El conjunto dirigido de forma interina por Mitch Johnson —trasladando la calma al banquillo tejano— saltó a la duela decidido a borrar el amargo recuerdo del Juego 2, donde una pérdida tardía de su pívot estrella costó el partido. Los Spurs firmaron un primer cuarto imperial de 33-22, liderados por la envergadura de Wembanyama, quien castigó la pintura con volcadas consecutivas. Sin embargo, la localía de los Knicks, comandados tácticamente por Mike Brown, reaccionó de la mano de un intratable OG Anunoby, cuya efectividad perimetral lideró un brutal parcial de 42-24 en el segundo periodo. Un triple lejano de Jalen Brunson consumó la voltereta para mandar a New York al descanso con una ventaja de 64-57, desatando la locura en las gradas.
Lejos de quebrarse, San Antonio ajustó las tuercas defensivas en el tercer cuarto apoyado en una circulación de balón de élite (28 asistencias totales) y la sobriedad en la conducción de De’Aaron Fox, quien aportó 12 puntos y 8 habilitaciones.

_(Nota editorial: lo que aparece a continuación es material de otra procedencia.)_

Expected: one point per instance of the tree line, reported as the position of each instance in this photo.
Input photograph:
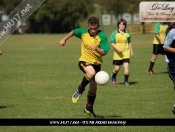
(59, 16)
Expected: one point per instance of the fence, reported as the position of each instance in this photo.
(139, 29)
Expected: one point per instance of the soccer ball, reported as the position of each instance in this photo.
(102, 78)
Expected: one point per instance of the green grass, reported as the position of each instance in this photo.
(38, 78)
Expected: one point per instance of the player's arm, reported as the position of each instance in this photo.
(131, 50)
(170, 49)
(160, 38)
(63, 40)
(116, 48)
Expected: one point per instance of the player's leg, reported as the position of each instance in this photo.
(117, 64)
(91, 96)
(153, 59)
(126, 71)
(89, 73)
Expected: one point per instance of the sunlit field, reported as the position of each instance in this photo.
(38, 79)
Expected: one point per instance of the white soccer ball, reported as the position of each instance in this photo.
(102, 78)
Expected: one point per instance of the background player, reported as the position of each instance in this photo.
(121, 42)
(94, 45)
(160, 29)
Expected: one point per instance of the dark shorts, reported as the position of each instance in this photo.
(158, 49)
(83, 64)
(120, 62)
(171, 69)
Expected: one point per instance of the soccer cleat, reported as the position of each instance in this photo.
(91, 114)
(173, 110)
(126, 83)
(151, 72)
(113, 80)
(76, 96)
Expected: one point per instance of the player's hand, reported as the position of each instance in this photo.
(119, 50)
(62, 42)
(92, 47)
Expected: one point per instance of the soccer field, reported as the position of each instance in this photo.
(38, 79)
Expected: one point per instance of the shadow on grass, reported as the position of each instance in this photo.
(5, 107)
(105, 117)
(131, 83)
(165, 72)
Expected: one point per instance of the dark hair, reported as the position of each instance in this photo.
(171, 27)
(93, 21)
(120, 21)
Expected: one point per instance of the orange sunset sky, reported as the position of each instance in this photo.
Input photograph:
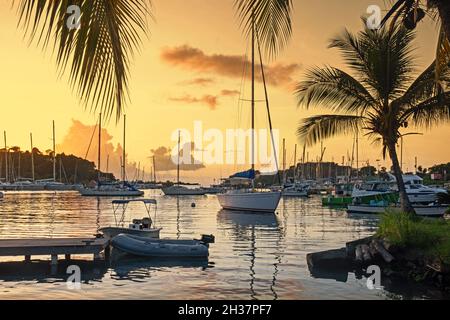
(170, 89)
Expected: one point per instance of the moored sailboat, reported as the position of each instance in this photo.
(178, 189)
(124, 189)
(252, 200)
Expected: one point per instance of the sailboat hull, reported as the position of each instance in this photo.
(250, 202)
(110, 193)
(182, 191)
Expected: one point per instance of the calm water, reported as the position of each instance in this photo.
(254, 257)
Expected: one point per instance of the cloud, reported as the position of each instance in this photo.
(163, 159)
(212, 101)
(194, 59)
(229, 93)
(209, 100)
(203, 82)
(76, 142)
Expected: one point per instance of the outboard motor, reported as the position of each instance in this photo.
(207, 239)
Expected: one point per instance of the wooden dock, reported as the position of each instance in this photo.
(52, 247)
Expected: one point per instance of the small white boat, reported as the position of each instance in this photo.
(425, 211)
(178, 190)
(250, 201)
(139, 227)
(296, 190)
(163, 248)
(111, 191)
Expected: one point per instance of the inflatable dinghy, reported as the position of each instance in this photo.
(162, 248)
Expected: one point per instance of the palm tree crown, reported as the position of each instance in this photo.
(381, 98)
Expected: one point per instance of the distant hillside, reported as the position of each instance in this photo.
(69, 168)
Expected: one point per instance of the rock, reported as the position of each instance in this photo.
(330, 258)
(359, 254)
(366, 253)
(351, 246)
(382, 251)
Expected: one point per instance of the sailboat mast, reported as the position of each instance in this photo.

Wembanyama completó una hoja estadística de videojuego: 32 puntos (11 de 18 en tiros de campo), 8 rebotes, 6 asistencias y 3 tapones cruciales. Su presencia neutralizó el aporte de Karl-Anthony Towns, limitado a 11 unidades por problemas de faltas, y sepultó la racha de los Knicks de 13 victorias consecutivas en estos Playoffs, la segunda más larga en la historia de la liga.
El drama se reservó para el último minuto. Con los Spurs ganando por siete tras un triple del novato Stephon Castle (23 puntos), New York vendió cara la derrota. Brunson, quien igualó a "Wemby" con 32 unidades, encabezó una última embestida que culminó con un triple de Anunoby (28 puntos) a falta de 10 segundos para colocar el marcador 113-111. Mikal Bridges falló el tiro del empate tras una excelsa rotación defensiva de los visitantes, y el propio Castle selló el triunfo desde la línea de tiros libres con 6.8 segundos en el reloj, completando un perfecto 10 de 10 para el equipo en el cuarto periodo. La serie se mantendrá en la Gran Manzana este miércoles para el Juego 4, garantizando que el trofeo Larry O'Brien tendrá que viajar de regreso a Texas para un quinto enfrentamiento.